Does testing actually reduce the time a student spends gaining an education? The answer will surprise you.
(SALEM, Ore.) - In a recent opinion piece by Neal Feldman, he makes numerous suggestions which he believes will turn around education. Among these is the suggestion:
Do away with 'multiple guess' exams returning to essay responses and blank answer spots where work is shown how they arrived at their answers. Yes, this makes grading more time consuming but the multiple guess model often shows only a student's ability to guess rather than accurately guaging [sic] their solid knowledge of the topic.
Neal provides a good opening for discussion about testing. Before we get too deeply into the issue, it would be helpful to define some terminology. While the terms assessment and evaluation are sometimes used interchangeably, it's clarifying to define them in the following way.
Assessment is what teachers do to guide their instruction. Assessments are seat-work, home-work, quizzes, tests, class participation, body language--anything which gives the teacher feedback as to whether or not the student is learning and how much they are learning. Teachers reflect daily on these assessments and modify their plans for the next day based on the results. If the teacher is teaching students how to multiply fractions, for example, the teacher either re-teaches key concepts the next day or moves on to the next lesson depending on these assessments.
Evaluation is defined as giving value to a body of work of a student. It is important also to understand that evaluations are specifically designed with a target audience in mind. SAT test scores, for example, are primarily for college entrance boards and are expressed in values which colleges best understand. While parents may look at SAT scores, they don’t give them the weight of their students’ report cards. Evaluations don't guide current instruction because evaluations are determined after the course work is complete. They are a summation valued with a measure shared and understood by the target audience.
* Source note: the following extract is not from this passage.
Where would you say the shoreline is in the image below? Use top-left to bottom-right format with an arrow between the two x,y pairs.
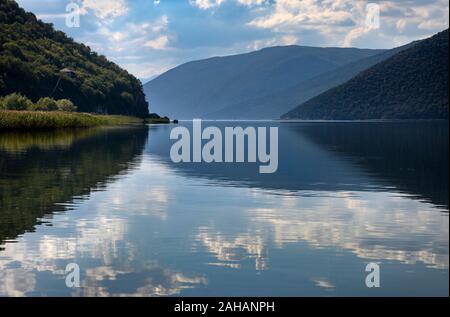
0,111 -> 170,129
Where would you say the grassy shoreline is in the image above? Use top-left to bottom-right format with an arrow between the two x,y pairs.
0,111 -> 170,129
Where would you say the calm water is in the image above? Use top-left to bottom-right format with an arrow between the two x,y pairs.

Like Neal, educators are troubled by what’s called snapshot evaluations. Neal is right when he says multiple choice tests don't accurately measure what students know (although they are useful in the daily assessments teacher do to guide their instruction). Evaluation is most accurate when it is derived from a large and varied body of evidence. Educators believe that a range of products created during student learning will provide the most accurate measure. This range might include multiple choice and essay writing, but might also include performance-based projects. In woodshop for example, you wouldn't take an essay test to demonstrate your learning--you'd make a bookcase. The same concept can be applied to other subjects as well. The George Lucas Education Foundation edutopia.org is a great resource for thinking on project-based learning.
Another method of determining what students know is to interview them. This gives the teacher an opportunity to ask students probing and open-ended questions. For a variety of reasons students often know more than they demonstrate on written tests. They may misinterpret the question. They may suffer from test anxiety. They may talk themselves out of the right answer. They may be more verbal in expressing their ideas. They may find the test boring. A skillful interviewer can ask questions in a way which teases out what the student knows without giving away the answer. This is time-consuming and is usually reserved for students who are pursuing degrees such as doctors, lawyers, and Ph.D.‘s.
An important question to ask is who is the target audience for state testing? Is it parents? Perhaps. State test scores are reported to parents, but I don't believe they are the sole audience. If that were so then school report cards wouldn't be reported in newspapers. Another audience for state test scores is the tax-payers. It is to demonstrate that they are getting value for their investment. That's what I think is meant when politicians demand accountability. But measuring accountability with test scores is tricky.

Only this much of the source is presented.